Taken together, these findings suggest that the complex alternative macrophage polarization-dependent regulation of the Vegfa and Flt1 expression also exists in different murine tissue-resident macrophage populations.

The expression pattern of the Vegfa-Flt1 axis in vivo in different parasite infection models

Next, we wanted to study whether the alternative macrophage polarization-specific regulation of the Flt1-Vegfa axis is observable in vivo. For this, we selected a bulk RNA-seq dataset derived from the filarial nematode Brugia malayi (Model I.) and a single-cell RNA-seq dataset derived from the protozoan parasite Trypanosoma brucei (Model II.) infection models because both the Brugia malayi infection and the late phase of Trypanosoma brucei infection are associated with alternative macrophage polarization (the scheme of parasite infections is shown in Figure 8A) (61–64). First, we determined the Vegfa and Flt1 mRNA expression in Brugia malayi-elicited alternatively polarized peritoneal macrophages, which expressed the well-known alternative macrophage polarization markers at a high level (Supplementary Figure 4A). According to our in vitro and ex vivo observations, the Flt1 expression was significantly induced, while Vegfa mRNA level was attenuated in the nematode-elicited alternatively polarized peritoneal macrophages compared to the thioglycolate-elicited macrophages (Figure 8B). To determine whether the nematode infection-regulated Vegfa and Flt1 mRNA expression are IL-4 dependent, we investigated their expression levels in thioglycolate and nematode-elicited peritoneal macrophages derived from Il4ra^-/-mice. Similar to the induction of well-known alternative macrophage polarization markers, the repression of Vegfa expression was completely abolished in the absence of IL4Rα (Figure 8B and Supplementary Figure 4A). Additionally, the nematode infection-induced Flt1 mRNA level also showed a partial IL4Rα dependency (Figure 8B). Next, we investigated the Vegfa and Flt1 mRNA expression levels in the hypothalamic monocytes, macrophages and microglial cells derived from naïve and Trypanosoma brucei-infected mice 45 days after the parasite infection. As shown in Figures 8C, D, and Supplementary Figures 4B−D, both the number of macrophages and the mRNA levels of Chil3 and Arg1 in this macrophage population were remarkably elevated in the hypothalamus derived from Trypanosoma brucei-infected mice. According to the elevated expression levels of alternative macrophage polarization markers, both Flt1 and Vegfa genes were expressed robustly in the hypothalamic macrophages at the late stage of Trypanosoma brucei infection (Figures 8E, F and Supplementary Figure 4D).

FIGURE 8

Figure 8 The expression pattern of Vegfa-Flt1 axis in the alternatively polarized macrophages derived from two different in vivo parasite infection models. (A) Schematic representation of the in vivo alternative macrophage polarization inducing filarial nematode Brugia malayi and protozoa parasite Trypanosoma brucei infection models. (B) Heatmap representation of the mRNA expression of Flt1 and Vegfa in thioglycolate (Thio) and Brugia malayi nematode-elicited (Ne) wild-type (WT) and IL4Rα-deficient (Il4ra^-/-) peritoneal macrophages (n=3). (C) The proportion of the monocytes, macrophages, and microglial cells in the hypothalamic regions derived from naïve and Trypanosoma brucei-infected mice. (D) tSNE plot of hypothalamic monocytes, macrophages, and microglial cells derived from naïve and Trypanosoma brucei-infected mice. (E) tSNE plot shows the Flt1 mRNA expression in hypothalamic monocytes, macrophages, and microglial cells derived from naïve and Trypanosoma brucei-infected mice. (F) tSNE plot shows the Vegfa mRNA expression in hypothalamic monocytes, macrophages, and microglial cells derived from naïve and Trypanosoma brucei-infected mice.

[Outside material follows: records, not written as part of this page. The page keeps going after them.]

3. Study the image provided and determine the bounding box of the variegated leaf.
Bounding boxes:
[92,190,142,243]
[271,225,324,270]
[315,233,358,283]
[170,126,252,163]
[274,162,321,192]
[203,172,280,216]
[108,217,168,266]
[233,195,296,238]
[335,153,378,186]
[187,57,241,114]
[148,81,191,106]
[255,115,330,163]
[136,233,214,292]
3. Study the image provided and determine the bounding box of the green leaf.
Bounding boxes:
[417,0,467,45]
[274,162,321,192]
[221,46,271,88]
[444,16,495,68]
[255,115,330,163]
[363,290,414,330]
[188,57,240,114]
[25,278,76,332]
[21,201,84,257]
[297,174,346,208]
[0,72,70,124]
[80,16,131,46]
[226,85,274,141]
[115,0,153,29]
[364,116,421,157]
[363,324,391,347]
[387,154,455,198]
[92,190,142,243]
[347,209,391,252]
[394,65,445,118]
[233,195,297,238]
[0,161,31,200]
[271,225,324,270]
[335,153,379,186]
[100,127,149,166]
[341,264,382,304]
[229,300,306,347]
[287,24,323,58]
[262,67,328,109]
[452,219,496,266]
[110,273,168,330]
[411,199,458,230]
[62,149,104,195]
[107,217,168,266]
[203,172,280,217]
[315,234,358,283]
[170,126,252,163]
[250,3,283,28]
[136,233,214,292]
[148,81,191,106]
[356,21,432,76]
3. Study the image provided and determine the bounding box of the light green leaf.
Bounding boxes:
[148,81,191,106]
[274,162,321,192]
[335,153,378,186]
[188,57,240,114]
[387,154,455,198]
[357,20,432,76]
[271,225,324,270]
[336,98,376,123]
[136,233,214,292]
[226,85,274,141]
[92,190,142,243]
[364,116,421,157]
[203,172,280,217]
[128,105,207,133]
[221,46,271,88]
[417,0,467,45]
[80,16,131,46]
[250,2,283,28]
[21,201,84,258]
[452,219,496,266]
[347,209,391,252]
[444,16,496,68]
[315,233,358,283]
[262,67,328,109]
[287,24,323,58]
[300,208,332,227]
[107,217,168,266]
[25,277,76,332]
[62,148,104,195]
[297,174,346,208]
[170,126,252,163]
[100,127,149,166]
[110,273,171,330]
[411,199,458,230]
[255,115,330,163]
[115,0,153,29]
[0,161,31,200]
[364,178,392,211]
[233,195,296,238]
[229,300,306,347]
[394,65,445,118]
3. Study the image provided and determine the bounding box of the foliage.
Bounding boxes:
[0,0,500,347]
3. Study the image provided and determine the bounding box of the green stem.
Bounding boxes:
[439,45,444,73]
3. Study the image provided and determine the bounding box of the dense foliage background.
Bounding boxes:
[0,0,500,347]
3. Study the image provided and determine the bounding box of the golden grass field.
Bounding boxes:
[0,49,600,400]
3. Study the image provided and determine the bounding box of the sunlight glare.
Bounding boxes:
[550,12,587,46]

Overall, these results indicate that Flt1 was induced in the alternatively polarized macrophages during different parasite infections, while the in vivo regulation of the Vegfa expression depends on the parasite infection models. Nevertheless, the determination of the functional consequences of this modified macrophage-expressed Vegfa and Flt1 pattern in parasite infections requires further experimental work.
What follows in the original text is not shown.